Passou um bom tempo me ensinando sobre as Linhas e seus significados, sobre sua vida, descobri que era também um grande curioso sobre a minha cultura tão moderna e diferente, como ele dizia. Me soltei como nunca havia com um “estranho”. Conversava sobre todos os assuntos que surgia, parecíamos velhos amigos. Eu totalmente submersa naquele universo, nem sentia o tempo passar. De repente vi que a aurora já havia chegado, o sol iria subir e eu estava muito encrencada quando chegasse em casa. Nos despedimos com a promessa de ainda nos encontrarmos, e fui pra casa nas nuvens. Ou melhor, no vento. Entre lenços coloridos.

Larissa Fontes

segunda-feira, 2 de março de 2009

Lenços coloridos - Parte I


Caravanas. Lenços voando, roupas coloridas. Mulheres e homens a dançar em volta de fogueiras. Eu olhava toda aquela gente maravilhada. Não era a primeira vez que me escondia entre todas aquelas carroças e ficava ali estática, deslumbrada com as cores que voavam com o balanço daquelas mulheres que dançavam tão envolventes. Os homens eram todos fortes, a maioria tinha cabelos longos, presos em rabos de cavalos na nuca e também dançavam.

Um rapaz moreno, sempre me chamava atenção. Acompanhava uma senhora na dança, aparentemente sua mãe. Batia palmas ritmadas, com os braços posicionados ao lado da cabeça, rosto reto, olhar fixo num ponto qualquer, nariz empinado e toda a graça do mundo naqueles movimentos.

Aquele povo tinha fama de agressivo, por isso era preciso cuidado, o que era difícil pra mim, já que ficava totalmente submersa naquele jogo de ritmos e passos cadenciados e se tornava uma tarefa árdua me preocupar em não ser vista. Eram poucas as vezes que eu podia me deliciar com aquilo tudo. Era a segunda vez que estavam aqui na minha cidade. Coisa rara essa, de armar acampamento num mesmo lugar mais de uma vez, ma mais tarde soube que o chefe do bando tinha negócios aqui.

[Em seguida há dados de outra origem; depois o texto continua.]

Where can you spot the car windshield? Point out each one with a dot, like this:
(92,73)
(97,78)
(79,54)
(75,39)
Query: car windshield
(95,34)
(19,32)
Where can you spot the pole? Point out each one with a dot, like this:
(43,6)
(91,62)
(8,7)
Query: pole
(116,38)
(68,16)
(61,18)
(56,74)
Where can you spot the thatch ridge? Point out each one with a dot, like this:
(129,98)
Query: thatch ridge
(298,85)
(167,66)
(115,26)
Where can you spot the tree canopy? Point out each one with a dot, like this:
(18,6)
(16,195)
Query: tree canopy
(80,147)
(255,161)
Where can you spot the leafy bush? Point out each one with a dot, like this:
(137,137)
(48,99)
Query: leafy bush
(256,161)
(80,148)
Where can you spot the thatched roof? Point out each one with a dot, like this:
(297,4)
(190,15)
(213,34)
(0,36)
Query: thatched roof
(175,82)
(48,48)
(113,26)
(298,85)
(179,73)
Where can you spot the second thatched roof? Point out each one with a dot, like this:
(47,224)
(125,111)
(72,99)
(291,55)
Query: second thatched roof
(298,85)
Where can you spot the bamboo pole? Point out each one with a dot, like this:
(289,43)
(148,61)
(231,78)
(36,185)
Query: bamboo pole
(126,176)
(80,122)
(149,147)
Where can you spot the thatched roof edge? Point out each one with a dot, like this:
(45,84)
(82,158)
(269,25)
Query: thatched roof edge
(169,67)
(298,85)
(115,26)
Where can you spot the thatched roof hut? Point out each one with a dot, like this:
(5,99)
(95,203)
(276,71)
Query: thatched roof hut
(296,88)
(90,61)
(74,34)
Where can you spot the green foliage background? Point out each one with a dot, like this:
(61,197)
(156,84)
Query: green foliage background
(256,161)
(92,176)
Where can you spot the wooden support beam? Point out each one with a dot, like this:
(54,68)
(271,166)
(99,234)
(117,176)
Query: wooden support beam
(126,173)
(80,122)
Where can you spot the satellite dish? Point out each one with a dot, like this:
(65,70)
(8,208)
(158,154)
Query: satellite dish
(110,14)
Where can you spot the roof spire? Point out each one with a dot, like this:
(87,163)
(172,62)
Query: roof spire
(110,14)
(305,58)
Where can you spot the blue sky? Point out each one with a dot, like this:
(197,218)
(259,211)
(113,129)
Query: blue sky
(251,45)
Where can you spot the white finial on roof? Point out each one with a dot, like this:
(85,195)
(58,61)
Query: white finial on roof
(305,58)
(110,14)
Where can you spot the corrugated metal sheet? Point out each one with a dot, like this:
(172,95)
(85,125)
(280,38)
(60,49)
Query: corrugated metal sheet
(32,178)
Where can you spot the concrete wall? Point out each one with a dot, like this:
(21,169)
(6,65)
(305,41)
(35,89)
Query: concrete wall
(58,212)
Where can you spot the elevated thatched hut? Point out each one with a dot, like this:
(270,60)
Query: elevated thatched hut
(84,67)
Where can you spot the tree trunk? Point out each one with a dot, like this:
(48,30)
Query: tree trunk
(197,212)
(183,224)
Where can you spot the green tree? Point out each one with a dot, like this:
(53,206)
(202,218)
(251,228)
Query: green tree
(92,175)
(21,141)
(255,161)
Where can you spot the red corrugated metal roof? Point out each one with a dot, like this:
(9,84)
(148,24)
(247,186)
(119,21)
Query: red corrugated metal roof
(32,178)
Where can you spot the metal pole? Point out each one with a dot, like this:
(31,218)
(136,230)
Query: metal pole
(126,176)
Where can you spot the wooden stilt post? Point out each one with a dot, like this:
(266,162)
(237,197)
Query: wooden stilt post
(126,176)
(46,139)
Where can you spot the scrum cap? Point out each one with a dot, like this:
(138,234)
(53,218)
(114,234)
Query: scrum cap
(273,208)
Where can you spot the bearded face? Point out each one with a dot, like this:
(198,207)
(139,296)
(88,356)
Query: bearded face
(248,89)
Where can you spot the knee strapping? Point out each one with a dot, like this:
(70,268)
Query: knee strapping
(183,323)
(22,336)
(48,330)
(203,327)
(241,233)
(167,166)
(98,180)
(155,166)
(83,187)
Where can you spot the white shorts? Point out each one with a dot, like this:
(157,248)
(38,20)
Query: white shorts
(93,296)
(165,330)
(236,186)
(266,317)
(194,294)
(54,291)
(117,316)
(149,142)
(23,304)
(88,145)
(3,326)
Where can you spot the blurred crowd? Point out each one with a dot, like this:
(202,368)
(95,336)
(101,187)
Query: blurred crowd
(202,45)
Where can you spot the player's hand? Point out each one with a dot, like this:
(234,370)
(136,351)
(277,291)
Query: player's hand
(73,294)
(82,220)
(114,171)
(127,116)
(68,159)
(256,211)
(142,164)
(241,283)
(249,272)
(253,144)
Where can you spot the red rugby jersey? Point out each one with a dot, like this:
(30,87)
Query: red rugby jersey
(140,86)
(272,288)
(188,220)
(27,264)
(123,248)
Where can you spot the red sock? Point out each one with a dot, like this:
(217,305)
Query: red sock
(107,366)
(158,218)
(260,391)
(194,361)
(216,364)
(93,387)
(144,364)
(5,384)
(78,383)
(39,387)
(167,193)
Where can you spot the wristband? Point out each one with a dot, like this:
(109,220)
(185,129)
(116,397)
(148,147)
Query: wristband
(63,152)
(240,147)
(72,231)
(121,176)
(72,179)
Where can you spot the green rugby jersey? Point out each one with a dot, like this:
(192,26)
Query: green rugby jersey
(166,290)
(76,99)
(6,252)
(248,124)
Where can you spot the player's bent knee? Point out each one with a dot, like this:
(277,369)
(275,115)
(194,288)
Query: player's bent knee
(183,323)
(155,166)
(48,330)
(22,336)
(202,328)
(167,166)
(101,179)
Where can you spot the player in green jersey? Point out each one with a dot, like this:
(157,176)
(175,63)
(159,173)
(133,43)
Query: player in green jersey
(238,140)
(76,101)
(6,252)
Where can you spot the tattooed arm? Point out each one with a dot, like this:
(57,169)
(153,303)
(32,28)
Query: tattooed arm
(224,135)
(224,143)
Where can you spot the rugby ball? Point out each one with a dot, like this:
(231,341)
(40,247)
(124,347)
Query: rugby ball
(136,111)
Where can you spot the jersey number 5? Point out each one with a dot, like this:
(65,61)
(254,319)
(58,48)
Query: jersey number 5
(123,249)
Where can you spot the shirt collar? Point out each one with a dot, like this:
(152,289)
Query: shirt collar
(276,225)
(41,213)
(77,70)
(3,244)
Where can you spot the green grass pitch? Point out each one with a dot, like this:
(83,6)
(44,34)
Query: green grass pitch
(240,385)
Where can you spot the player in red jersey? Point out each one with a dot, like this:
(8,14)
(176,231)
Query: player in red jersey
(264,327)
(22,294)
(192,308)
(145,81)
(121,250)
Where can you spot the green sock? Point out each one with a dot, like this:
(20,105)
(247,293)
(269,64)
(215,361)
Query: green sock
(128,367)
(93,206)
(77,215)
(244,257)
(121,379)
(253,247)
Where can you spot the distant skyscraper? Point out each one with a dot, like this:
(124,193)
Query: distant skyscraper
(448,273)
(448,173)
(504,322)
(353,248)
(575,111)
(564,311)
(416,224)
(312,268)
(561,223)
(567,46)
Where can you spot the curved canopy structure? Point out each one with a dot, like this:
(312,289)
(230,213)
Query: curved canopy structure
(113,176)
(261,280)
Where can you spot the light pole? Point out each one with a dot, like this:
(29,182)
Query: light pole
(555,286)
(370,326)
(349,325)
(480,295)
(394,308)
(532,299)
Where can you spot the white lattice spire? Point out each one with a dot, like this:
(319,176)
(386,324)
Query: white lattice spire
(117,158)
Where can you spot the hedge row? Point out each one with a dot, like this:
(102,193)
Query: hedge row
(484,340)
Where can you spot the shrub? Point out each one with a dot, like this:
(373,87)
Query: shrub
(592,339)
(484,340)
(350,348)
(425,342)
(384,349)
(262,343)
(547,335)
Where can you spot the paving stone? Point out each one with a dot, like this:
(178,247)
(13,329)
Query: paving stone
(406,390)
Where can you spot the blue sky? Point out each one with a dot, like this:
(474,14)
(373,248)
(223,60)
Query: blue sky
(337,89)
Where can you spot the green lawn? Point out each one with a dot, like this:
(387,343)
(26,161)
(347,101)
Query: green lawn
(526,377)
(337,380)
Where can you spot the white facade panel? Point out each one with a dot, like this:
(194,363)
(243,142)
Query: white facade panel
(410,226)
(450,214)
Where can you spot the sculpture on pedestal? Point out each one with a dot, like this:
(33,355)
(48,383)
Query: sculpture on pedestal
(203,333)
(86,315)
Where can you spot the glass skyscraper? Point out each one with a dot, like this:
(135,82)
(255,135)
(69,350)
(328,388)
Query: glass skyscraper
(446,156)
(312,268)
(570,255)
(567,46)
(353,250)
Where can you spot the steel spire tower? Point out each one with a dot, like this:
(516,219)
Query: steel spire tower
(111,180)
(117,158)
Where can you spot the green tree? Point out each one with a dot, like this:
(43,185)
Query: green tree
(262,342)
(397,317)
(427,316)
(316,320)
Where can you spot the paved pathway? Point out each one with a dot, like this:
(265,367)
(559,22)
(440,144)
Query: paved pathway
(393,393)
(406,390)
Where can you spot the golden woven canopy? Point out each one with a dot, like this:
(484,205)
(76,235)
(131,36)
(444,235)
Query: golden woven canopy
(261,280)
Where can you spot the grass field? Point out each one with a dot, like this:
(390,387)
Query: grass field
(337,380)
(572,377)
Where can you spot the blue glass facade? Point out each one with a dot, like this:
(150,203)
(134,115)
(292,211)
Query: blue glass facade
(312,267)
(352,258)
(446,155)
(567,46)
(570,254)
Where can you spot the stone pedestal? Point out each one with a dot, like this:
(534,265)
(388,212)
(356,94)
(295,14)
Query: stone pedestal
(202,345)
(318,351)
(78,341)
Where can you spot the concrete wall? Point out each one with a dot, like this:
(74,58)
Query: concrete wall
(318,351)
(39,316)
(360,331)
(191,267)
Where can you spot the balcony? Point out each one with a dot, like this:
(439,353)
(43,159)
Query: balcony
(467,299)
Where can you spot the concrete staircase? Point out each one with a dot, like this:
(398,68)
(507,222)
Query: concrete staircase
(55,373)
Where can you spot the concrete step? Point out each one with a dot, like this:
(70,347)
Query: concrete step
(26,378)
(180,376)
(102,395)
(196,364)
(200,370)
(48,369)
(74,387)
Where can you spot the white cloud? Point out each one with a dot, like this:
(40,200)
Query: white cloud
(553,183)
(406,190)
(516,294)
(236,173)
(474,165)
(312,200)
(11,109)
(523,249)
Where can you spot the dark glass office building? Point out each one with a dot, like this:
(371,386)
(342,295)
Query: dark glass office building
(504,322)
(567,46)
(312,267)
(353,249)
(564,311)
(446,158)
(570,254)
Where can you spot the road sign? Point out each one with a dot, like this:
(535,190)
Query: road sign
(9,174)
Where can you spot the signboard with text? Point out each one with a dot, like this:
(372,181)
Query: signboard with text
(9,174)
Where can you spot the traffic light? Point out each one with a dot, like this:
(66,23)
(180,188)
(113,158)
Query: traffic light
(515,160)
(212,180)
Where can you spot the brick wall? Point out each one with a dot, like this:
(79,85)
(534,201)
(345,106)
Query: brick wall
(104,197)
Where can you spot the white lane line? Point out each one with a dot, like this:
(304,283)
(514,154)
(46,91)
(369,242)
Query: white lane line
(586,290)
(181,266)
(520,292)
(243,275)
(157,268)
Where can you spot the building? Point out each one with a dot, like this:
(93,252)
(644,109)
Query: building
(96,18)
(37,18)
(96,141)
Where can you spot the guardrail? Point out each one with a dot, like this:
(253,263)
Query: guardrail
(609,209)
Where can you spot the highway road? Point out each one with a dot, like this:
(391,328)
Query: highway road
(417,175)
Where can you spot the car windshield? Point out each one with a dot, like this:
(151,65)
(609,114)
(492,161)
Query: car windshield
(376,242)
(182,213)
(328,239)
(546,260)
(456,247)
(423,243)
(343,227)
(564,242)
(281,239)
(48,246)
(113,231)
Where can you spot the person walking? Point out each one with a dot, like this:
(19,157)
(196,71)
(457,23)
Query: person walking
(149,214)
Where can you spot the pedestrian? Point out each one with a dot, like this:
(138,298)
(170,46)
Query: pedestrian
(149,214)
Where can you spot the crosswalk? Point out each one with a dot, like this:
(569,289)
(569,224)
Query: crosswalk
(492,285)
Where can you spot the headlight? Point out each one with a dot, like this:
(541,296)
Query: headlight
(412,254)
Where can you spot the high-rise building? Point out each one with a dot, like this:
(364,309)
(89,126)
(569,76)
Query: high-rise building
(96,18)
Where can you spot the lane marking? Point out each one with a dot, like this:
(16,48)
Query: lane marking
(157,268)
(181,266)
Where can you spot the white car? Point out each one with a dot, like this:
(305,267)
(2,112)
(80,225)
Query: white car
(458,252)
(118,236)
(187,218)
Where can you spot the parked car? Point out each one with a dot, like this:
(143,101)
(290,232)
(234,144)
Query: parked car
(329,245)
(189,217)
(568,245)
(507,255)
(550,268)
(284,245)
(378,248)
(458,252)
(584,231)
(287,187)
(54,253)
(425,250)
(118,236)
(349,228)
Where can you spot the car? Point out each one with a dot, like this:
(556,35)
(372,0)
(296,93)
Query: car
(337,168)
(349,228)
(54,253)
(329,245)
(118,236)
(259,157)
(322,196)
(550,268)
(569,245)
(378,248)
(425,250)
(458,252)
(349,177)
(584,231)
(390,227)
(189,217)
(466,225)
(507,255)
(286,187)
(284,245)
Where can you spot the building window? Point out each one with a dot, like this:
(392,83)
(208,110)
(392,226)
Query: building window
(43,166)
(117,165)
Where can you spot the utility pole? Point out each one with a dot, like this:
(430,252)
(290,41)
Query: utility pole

Quando a dança parou, tive a impressão de que o rapaz moreno dirigiu o olhar pra mim. Fiquei assustada com o que podia acontecer. O que eu iria dizer? O que estava fazendo ali escondida atrás de todas as carroças? Corri, sem pensar em nada, nem olhar pra trás. Acho que só lembrei de respirar quando cheguei em casa. Meu coração pulava. Mas não pude esquecer a hipótese daquele olhar no meu.

Fiquei dois dias com medo de voltar lá e com mais medo ainda de voltar e não encontrá-los mais. O medo de voltar e eles não estarem mais, me venceu e eu fui.